Traditional IRA contributions may be tax-deductible now, but withdrawals in retirement are taxed as income. Roth IRA contributions are after-tax, but qualified withdrawals are entirely tax-free. Traditional reduces your tax bill today; Roth eliminates taxes on potentially decades of investment growth.
Can I have both a 401(k) and an IRA?
Yes. You can contribute to both a 401(k) and an IRA in the same year. However, if you have a workplace retirement plan, your ability to deduct Traditional IRA contributions phases out at certain income levels. Roth IRA contributions have separate income limits regardless of workplace plan coverage.
Can I withdraw from my IRA to prevent foreclosure?

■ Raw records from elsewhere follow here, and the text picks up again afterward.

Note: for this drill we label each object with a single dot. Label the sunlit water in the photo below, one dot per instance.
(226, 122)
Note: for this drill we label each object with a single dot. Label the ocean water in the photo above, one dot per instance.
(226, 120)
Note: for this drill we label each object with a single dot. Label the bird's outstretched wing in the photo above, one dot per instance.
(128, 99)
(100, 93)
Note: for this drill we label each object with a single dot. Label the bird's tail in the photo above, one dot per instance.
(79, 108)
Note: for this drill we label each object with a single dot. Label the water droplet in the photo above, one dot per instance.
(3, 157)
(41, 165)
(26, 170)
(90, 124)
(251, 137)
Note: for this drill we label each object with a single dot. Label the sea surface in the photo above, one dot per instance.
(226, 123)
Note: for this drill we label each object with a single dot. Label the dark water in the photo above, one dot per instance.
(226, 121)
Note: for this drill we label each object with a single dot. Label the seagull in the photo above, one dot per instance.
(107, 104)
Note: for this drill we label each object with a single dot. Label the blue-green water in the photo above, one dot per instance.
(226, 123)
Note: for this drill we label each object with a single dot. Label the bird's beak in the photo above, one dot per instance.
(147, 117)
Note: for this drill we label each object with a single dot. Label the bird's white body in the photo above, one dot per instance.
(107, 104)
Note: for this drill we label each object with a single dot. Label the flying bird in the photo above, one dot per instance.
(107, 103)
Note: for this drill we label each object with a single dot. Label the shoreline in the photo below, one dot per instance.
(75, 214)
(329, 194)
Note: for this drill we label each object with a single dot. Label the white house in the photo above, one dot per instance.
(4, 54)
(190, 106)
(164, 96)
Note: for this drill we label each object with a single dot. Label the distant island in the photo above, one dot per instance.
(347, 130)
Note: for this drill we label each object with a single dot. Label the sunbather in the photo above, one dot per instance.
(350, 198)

There is no specific IRA penalty exception for preventing foreclosure (unlike 401(k) hardship withdrawals). You would pay the 10% early withdrawal penalty plus income tax. Roth IRA contributions (not earnings) can be withdrawn penalty-free, making a Roth more accessible in emergencies.
What happens to my IRA if I don't withdraw by age 73?
Traditional IRAs require minimum distributions (RMDs) starting at age 73. Failure to take the RMD triggers a 25% excise tax on the amount not withdrawn (reduced from 50% by SECURE 2.0). Roth IRAs have no RMDs during the owner's lifetime.
How does an IRA relate to the American Distress Index?
The ADI tracks retirement account withdrawals as Buffer Depletion indicators. While the ADI directly monitors 401(k) hardship rates, IRA early withdrawals follow the same distress pattern — households raiding long-term savings when short-term buffers are exhausted.